Jodoh memang telah tertulis lebih dulu sebelum manusia itu terlahir. Siapapun nanti yang akan menjadi pasangannya maka itulah takdirnya. Rasulullah sebagai manusia terbaik dalam mahligai rumah tangga menikahi seorang janda sebagai istri pertamanya. Meskipun demikian, pada suatu ketika beliau pernah bertanya kepada sahabat Jabir yang baru menikahi seorang janda,
“mengapa tidak (menikahi) perawan saja, kamu bisa bermain-main dengannya dan dia juga bisa bermain-main denganmu.” [HR. Bukhari]

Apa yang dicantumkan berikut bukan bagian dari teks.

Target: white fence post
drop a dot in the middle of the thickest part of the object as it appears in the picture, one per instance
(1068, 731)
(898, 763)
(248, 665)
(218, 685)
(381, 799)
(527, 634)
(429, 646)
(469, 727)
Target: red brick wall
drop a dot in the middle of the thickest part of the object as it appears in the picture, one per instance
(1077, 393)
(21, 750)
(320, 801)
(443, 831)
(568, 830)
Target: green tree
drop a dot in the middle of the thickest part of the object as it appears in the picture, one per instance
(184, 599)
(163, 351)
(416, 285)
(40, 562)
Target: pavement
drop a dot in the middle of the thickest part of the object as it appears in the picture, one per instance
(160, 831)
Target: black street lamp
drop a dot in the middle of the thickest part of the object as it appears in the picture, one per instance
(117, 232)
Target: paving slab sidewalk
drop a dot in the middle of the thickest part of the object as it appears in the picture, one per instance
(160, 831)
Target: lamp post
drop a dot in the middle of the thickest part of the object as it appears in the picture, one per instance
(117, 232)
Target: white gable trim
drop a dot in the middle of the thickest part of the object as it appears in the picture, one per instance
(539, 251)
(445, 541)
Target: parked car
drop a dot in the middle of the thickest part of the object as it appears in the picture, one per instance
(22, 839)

قَالَ عَلَيْهِ السَّلَامُ ” لجابر ” وَقَدْ نَكَحَ ثَيِّبًا ” هَلَّا بِكْرًا تُلَاعِبُهَا وَتُلَاعِبُكَ
Mengenai hadis di atas, menurut Al Mubarokfury dalam syarahnya dengan menukil pendapat Imam At Tiby memberikan gambaran bahwa kasih sayang istri perawan adalah kasih sayang yang sempurna, adapun janda terkadang masih terpaut hatinya dengan suaminya yang lebih dulu.

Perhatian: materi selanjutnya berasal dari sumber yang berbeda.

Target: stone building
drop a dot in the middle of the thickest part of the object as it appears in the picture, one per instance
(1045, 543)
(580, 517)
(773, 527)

Jadi, kecintaannya menjadi kurang sempurna terhadap suaminya berbeda dengan yang masih perawan.
Melihat realita sekarang, tidak sedikit yang masih bujang ataupun perawan(*) sudah pernah sekali bahkan berkali-kali merajut cinta kasih dalam ikatan pacaran yang tidak menutup kemungkinan akan selalu membekas dalam hatinya meski tidak berakhir dalam ikatan pernikahan.
Dalam masalah ini, dengan manggabungkan antara keduanya (hadis dan realita) kalau boleh berkomentar, siapapun jodohnya baik perawan atau janda dalam masalah rasa cinta dan kasih sayang akan kembali pada bagaiaman pintarnya suami memberi bumbu rumah tangganya.
Mungkin hanya masalah gengsi dan kepuasan saja ketika berjodoh dengan yang masih perawan.